La danse aussi se la joue punk avec Nancy.interview programmé au festival Pays de danses à Liège. Un duo revisite la relation tumultueuse entre Sid Vicious et sa copine Nancy Spungen, que le chanteur des Sex Pistols fut accusé d’avoir poignardée. Aux Halles de Schaerbeek, c’est bacchanale et rave party-arty par le collectif La Zouze: une décadence glam sur fond de Nirvana, en collaboration avec des écoles de mode (La Cambre) et de cirque (Esac). Enfin, au KVS, dans le genre « extrême », faudrait pas rater la reprise de la première chorégraphie (ultra physique) de Wim Vandekeybus, What the body does not remember, sur la notion d’urgence et d’accident -voir la mémorable scène des danseurs lançant des briques au péril de leur corps…

Poésie: enfer, peinture et sans paroles

En janvier, le théâtre de Namur, puis le KVS, à Bruxelles, accueillent les Suisses Zimmermann & Perrot, parties prenantes d’un théâtre-cirque inclassable, ici dans Hans was Heiri où rien que le teaser suscite l’émerveillement: une boîte-appartement défiant l’apesanteur, jusqu’à faire débouler ses habitants comme une foule bigarrée.
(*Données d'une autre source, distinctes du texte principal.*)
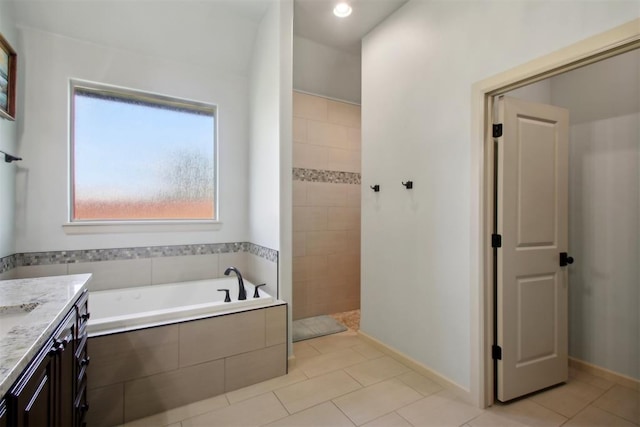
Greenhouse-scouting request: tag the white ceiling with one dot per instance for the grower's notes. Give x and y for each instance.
(314, 20)
(206, 32)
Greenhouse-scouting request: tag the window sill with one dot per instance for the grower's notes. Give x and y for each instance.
(100, 227)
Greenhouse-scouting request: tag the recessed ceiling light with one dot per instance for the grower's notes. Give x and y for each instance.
(342, 10)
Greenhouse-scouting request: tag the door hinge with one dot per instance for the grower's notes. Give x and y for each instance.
(497, 130)
(496, 352)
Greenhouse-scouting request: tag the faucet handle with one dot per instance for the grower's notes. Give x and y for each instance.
(256, 294)
(226, 296)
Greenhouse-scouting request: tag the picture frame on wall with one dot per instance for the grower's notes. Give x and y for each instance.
(8, 63)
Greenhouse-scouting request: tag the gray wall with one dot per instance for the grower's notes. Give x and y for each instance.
(420, 248)
(8, 143)
(604, 207)
(604, 211)
(323, 70)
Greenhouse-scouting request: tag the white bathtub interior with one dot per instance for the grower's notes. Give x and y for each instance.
(120, 310)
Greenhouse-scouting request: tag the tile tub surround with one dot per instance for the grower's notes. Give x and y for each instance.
(46, 301)
(139, 373)
(326, 206)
Le 140 propose de son côté Tu te tiens sur tous les fronts, un duo entre la peinture live de l’artiste trisomique Pascal Duquenne et Hervé Pierre de la Comédie-Française. La Balsamine dévoile La Trilogie de l’enfer ou la « cartographie existentielle » de Martine Wijckaert. Extrait: « La mère dans un écrin, façon primitifs flamands, avec des canaris aux chants lancinants et répétitifs. C’est en soi une peinture qui parle… Ici le mort saisit le vif. »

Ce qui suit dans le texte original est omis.